Where required by law, we use a cookie consent banner that allows users to accept, reject, or manage non-essential cookies. Detailed information about the cookies we use is available in our Cookie Policy, which is accessible separately on our website.

You may also manage cookies through your browser settings.

7. Sharing Your Data

We do not sell your personal data. We may share your data only where necessary and in the following circumstances:

1. Service providers: Trusted third parties that assist us in operating our business (e.g. payment processors, IT and hosting providers), subject to appropriate data protection agreements.
2. Legal obligations: Where disclosure is required by law or by competent authorities, including tourism and immigration authorities in Portugal.
3. Business transfers: In the event of a merger, restructuring, or sale of the business, personal data may be transferred as part of that transaction, subject to applicable data protection safeguards.

8. Your Rights Under GDPR

As a data subject, you have the right to:

• Access your personal data
• Request correction of inaccurate or incomplete data
• Request erasure of your data, where no legal obligation requires retention
• Request restriction of processing in certain circumstances
• Request data portability
• Object to processing based on legitimate interests or for direct marketing
• Withdraw consent at any time where processing is based on consent

To exercise these rights, please contact us at [email protected].

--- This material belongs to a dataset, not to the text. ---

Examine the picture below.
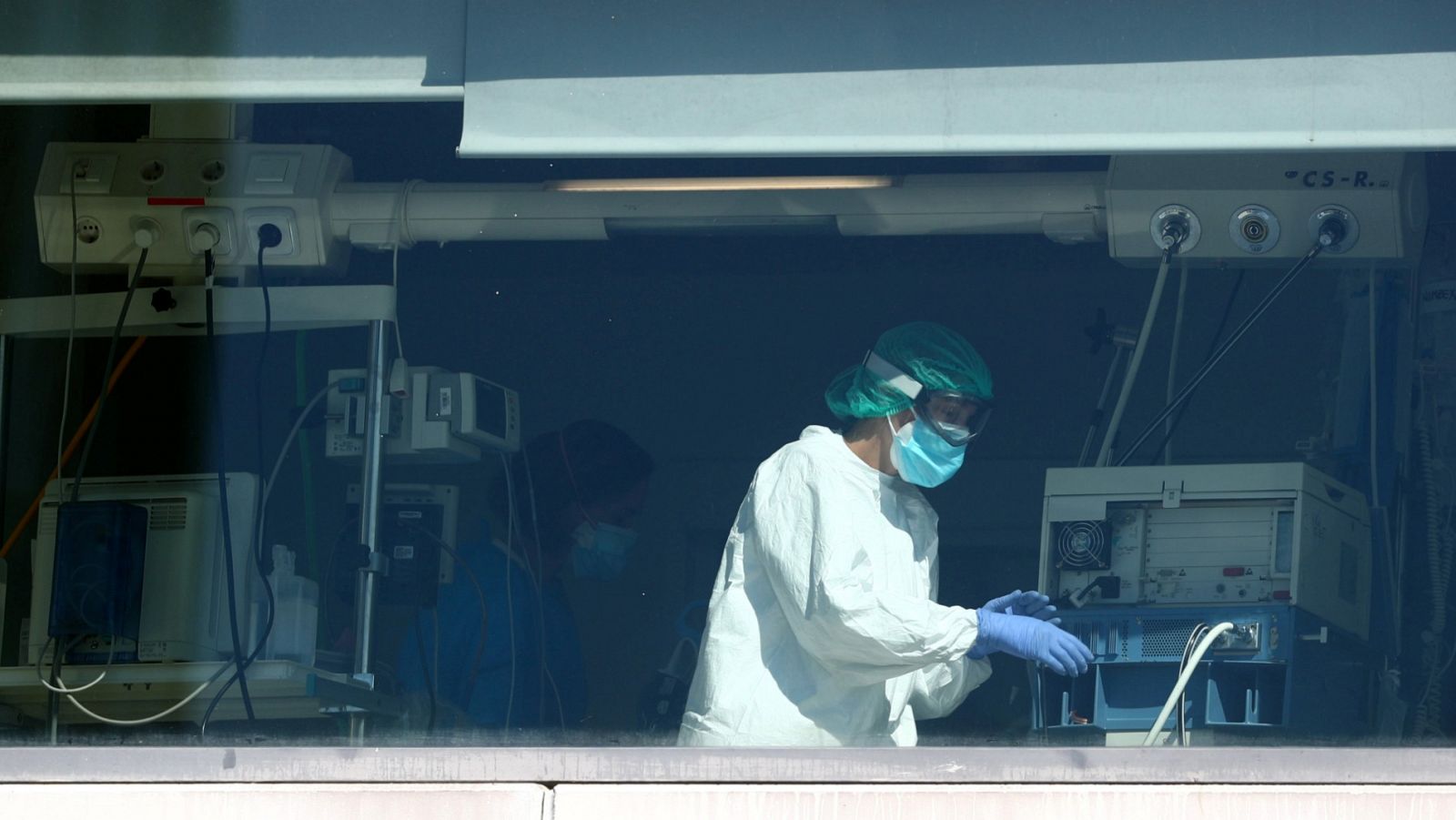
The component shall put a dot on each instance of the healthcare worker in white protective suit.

We may request proof of identity before responding to your request.

9. International Data Transfers

Your personal data is primarily processed within the European Union. Where we use service providers located outside the EU, we ensure that appropriate safeguards are in place, such as Standard Contractual Clauses (SCCs) or equivalent legal mechanisms, to protect your data.

10. Data Security

We implement appropriate technical and organisational measures to protect personal data against unauthorised access, loss, alteration, or misuse. These measures may include encryption, access controls, and regular security assessments.

11. Updates to This Privacy Policy

We may update this Privacy Policy from time to time to reflect changes in legal requirements, our practices, or operational needs. Any updates will be published on this page with a revised “Last Updated” date.

12. Contact Us

If you have any questions about this Privacy Policy or how we process personal data, please contact us:

Email: [email protected]

Phone: +351 966 556 648

13. Complaints

If you believe your data protection rights have been infringed, you have the right to lodge a complaint with the relevant supervisory authority, including the Portuguese Data Protection Authority (Comissão Nacional de Proteção de Dados – CNPD).